Traditional drug discovery techniques seek compounds that maximally inhibit a single target enzyme. In most cases, this is an effective approach. Most enzymes are highly specific for their substrate, so an inhibitor of similar shape and chemical nature will bind tightly to the active site. This approach has been widely used to design inhibitors for diverse enzymatic targets, including HIV-1 protease (Fig. 1). HIV-1 protease, however, is somewhat different than most typical enzymes: it binds to and cleaves a collection of different peptides. This broader specificity makes resistance mutation possible, as the active site is remodeled to reject inhibitors but still bind to the appropriate peptide sequences needed for viral maturation. In contrast, the coevolutionary method evaluates each inhibitor for effectiveness against all possible mutant proteases, and searches for the one inhibitor that performs the "best" against the entire range (the term "best" was quantified using a minimax evaluation). A holistic inhibitor was found by this approach which is predicted to bind to a broad range of complex mutants [1].

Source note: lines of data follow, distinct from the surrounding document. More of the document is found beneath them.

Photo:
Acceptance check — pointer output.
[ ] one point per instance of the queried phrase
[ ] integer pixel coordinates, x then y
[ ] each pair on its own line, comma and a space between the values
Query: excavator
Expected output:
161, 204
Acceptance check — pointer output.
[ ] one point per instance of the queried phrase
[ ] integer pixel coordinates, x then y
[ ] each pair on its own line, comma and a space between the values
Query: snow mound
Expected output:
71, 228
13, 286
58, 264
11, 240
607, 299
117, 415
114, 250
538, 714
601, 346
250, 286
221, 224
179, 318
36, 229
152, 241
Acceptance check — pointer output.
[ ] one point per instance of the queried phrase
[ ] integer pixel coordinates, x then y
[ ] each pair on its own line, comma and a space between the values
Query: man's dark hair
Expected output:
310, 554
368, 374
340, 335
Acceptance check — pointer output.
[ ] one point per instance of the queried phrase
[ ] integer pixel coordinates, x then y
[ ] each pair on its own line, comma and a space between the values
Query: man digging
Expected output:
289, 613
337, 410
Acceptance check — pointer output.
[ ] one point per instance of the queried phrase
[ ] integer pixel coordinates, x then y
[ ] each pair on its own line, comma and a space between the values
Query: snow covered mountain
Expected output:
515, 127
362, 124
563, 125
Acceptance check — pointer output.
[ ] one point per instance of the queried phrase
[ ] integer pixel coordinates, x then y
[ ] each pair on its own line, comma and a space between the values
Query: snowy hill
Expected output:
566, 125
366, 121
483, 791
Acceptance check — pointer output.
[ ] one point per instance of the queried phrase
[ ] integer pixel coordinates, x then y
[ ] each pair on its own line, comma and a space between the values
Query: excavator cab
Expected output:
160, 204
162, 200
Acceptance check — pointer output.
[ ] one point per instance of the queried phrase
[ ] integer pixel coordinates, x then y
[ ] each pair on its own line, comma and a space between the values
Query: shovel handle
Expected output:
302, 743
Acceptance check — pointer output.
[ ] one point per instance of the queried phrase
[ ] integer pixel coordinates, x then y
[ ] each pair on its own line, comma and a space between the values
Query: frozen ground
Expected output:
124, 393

Figure 1: Complex of HIV-1 protease with a substrate. HIV-1 protease is represented by molecular surfaces and ribbon diagrams with subunit A in red and B in blue. The eleven protease residues that were allowed to mutate in this study (D25, G27, A28, D29, D30, V32, I47, G48, G49, I50, and I84) are colored orange and cyan, respectively. A ball-and-stick representation of a natural polyprotein substrate (SQNYPIVQ) is bound in the active site, with the backbone in yellow and side chains in white. (a) View of the entire complex. (b) Close-up of the active site, with the eight subsites (denoted S4 to S1 and S1' to S4') labeled. Peptides bind to HIV-1 protease in extended form with eight contiguous residues on the peptide, labeled P4 to P4', making contact with the eight enzyme subsites S4 to S4'. I created the images with the Python Molecular Viewer.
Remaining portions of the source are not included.